I am trying to write a simple function to find if 0,0,1 occurs in a list, in that order.
It should return True or False.
The list can contain any number of numbers.
For the function ZeroZeroOne examples would be as follows:
>> ZeroZeroOne( [0,0,1] )
>> True
>> ZeroZeroOne( [1,0,0] )
>> False
# there are 2s in between but the following does have 0,0,1 occurring and in correct order
>> ZeroZeroOne( [0,2,2,2,2,0,1] )
>> True
I have this function:
def ZeroZeroOne(nums):
FoundIt = False
#quick return if defo not possible
if (nums.count(0) < 2) and (nums.count(1) == 0):
return FoundIt
n = len(nums)
for x in range(n-2):
if nums[x] == 0:
for i,z in enumerate(nums[(x+1):]):
if z==0 and z!=1:
for j,q in enumerate(nums[(i+1):]):
if q==1 and q!=0:
FoundIt=True
return FoundIt
Why does the function return True for this list [0, 1, 0, 2, 1]?
Moreover....
This function seems overly-complex for a seemingly simple problem.

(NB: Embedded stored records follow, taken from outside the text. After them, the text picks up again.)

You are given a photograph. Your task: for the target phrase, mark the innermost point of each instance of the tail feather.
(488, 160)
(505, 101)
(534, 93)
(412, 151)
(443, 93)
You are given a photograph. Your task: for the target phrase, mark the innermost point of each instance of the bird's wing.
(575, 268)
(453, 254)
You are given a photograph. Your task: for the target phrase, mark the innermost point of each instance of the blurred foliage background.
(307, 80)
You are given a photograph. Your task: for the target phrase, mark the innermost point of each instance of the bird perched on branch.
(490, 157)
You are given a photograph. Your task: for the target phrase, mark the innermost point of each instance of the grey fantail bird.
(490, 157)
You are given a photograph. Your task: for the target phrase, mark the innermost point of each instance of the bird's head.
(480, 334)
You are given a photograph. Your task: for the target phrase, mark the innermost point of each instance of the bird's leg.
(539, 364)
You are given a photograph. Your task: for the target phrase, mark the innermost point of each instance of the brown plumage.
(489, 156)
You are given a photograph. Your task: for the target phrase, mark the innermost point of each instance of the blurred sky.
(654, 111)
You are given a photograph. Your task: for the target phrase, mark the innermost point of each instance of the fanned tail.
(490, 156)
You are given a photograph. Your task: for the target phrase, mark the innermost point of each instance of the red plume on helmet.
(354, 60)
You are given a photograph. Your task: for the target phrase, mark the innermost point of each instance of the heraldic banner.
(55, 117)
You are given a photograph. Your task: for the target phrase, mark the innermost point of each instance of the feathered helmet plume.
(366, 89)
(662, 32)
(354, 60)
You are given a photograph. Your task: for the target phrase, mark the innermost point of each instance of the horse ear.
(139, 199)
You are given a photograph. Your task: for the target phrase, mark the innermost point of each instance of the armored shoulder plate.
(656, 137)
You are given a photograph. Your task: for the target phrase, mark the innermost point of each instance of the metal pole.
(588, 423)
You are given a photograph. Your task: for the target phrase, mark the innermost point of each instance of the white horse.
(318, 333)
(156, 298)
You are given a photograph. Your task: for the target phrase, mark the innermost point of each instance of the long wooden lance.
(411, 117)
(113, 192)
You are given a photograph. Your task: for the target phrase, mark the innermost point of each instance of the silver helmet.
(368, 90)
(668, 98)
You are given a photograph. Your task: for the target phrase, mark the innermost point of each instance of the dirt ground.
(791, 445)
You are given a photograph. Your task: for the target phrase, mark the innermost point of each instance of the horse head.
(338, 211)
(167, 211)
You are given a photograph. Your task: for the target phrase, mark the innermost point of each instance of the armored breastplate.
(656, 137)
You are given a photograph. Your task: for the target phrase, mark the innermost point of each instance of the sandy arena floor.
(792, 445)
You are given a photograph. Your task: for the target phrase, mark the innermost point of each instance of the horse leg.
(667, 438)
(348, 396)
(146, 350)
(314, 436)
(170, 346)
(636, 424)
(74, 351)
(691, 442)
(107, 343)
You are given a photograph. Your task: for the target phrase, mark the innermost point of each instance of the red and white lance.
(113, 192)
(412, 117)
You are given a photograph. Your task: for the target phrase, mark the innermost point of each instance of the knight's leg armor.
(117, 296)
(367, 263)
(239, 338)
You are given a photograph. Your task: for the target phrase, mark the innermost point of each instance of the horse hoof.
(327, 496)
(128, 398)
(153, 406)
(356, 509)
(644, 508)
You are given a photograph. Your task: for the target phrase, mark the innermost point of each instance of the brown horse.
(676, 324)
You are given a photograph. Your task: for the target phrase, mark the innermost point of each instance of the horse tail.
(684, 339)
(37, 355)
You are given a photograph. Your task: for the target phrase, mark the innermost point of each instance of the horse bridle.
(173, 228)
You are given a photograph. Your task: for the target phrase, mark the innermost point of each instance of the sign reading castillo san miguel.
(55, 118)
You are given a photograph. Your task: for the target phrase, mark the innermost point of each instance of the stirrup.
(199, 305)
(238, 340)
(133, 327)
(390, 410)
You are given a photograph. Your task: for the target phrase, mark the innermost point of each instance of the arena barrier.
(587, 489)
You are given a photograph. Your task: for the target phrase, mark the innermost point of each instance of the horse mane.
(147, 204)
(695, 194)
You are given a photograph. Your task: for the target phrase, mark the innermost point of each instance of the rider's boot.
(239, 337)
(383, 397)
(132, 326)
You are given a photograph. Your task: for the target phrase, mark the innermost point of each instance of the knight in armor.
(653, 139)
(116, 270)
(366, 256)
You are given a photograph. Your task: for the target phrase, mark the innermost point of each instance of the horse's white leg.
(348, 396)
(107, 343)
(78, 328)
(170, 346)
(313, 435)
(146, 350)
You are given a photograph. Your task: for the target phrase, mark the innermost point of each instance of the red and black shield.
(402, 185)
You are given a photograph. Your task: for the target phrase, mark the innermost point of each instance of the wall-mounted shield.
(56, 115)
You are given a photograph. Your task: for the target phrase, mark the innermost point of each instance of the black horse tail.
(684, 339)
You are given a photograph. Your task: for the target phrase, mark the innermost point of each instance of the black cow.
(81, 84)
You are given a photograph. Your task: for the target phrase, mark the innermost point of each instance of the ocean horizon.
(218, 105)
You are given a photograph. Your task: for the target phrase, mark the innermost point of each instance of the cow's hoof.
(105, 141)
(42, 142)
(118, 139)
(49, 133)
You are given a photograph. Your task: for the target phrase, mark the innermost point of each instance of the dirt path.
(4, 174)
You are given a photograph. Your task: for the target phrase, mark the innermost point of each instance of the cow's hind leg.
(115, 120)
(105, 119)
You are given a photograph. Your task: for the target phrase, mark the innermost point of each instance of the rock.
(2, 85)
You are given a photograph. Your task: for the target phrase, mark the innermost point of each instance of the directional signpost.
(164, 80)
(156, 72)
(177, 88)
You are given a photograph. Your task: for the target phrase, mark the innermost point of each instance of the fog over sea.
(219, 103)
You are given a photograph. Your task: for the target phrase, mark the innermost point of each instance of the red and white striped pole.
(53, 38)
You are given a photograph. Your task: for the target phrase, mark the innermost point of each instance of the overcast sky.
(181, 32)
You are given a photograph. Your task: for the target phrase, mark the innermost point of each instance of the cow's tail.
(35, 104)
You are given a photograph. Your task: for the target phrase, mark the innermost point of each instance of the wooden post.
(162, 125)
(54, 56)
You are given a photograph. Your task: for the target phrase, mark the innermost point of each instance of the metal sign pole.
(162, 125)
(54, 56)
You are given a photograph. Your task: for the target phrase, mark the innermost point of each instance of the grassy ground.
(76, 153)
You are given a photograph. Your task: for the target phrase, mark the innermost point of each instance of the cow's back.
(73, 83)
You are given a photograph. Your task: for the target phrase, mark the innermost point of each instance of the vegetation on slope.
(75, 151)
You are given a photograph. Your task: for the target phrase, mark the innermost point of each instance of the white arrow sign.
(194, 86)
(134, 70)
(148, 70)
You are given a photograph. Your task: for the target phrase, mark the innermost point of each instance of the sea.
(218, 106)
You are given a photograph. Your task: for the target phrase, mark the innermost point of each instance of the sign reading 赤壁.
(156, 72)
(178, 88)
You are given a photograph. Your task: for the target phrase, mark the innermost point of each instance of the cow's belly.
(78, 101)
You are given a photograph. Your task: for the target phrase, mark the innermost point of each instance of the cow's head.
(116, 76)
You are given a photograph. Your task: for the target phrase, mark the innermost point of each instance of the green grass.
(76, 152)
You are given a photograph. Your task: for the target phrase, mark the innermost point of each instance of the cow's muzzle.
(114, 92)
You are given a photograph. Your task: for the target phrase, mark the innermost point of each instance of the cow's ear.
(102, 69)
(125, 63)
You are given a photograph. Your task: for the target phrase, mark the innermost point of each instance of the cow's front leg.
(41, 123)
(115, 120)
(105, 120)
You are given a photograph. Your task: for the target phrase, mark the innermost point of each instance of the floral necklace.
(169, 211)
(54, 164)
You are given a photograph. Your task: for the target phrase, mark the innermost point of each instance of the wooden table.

You can achieve this with a single loop - O(n) time complexity. Since it is for this specific case. Try the code below.
def ZeroZeroOne(nums):
found_pattern = []
for num in nums:
if num == 1:
found_pattern.append(1)
if len(found_pattern) == 3:
return True
else:
found_pattern = []
elif num == 0 and len(found_pattern) < 2:
found_pattern.append(0)
return False
print(ZeroZeroOne([0, 0, 1]))
print(ZeroZeroOne([0, 1, 0, 2, 1]))
print(ZeroZeroOne([0, 2, 0, 1]))
print(ZeroZeroOne([0, 0, 0, 1]))
print(ZeroZeroOne([0, 2, 2, 2, 2, 0, 1]))
But I think you can generalize this as well if required. Probably you need to look in to how grep works and modify it for your use case if you want a generic approach.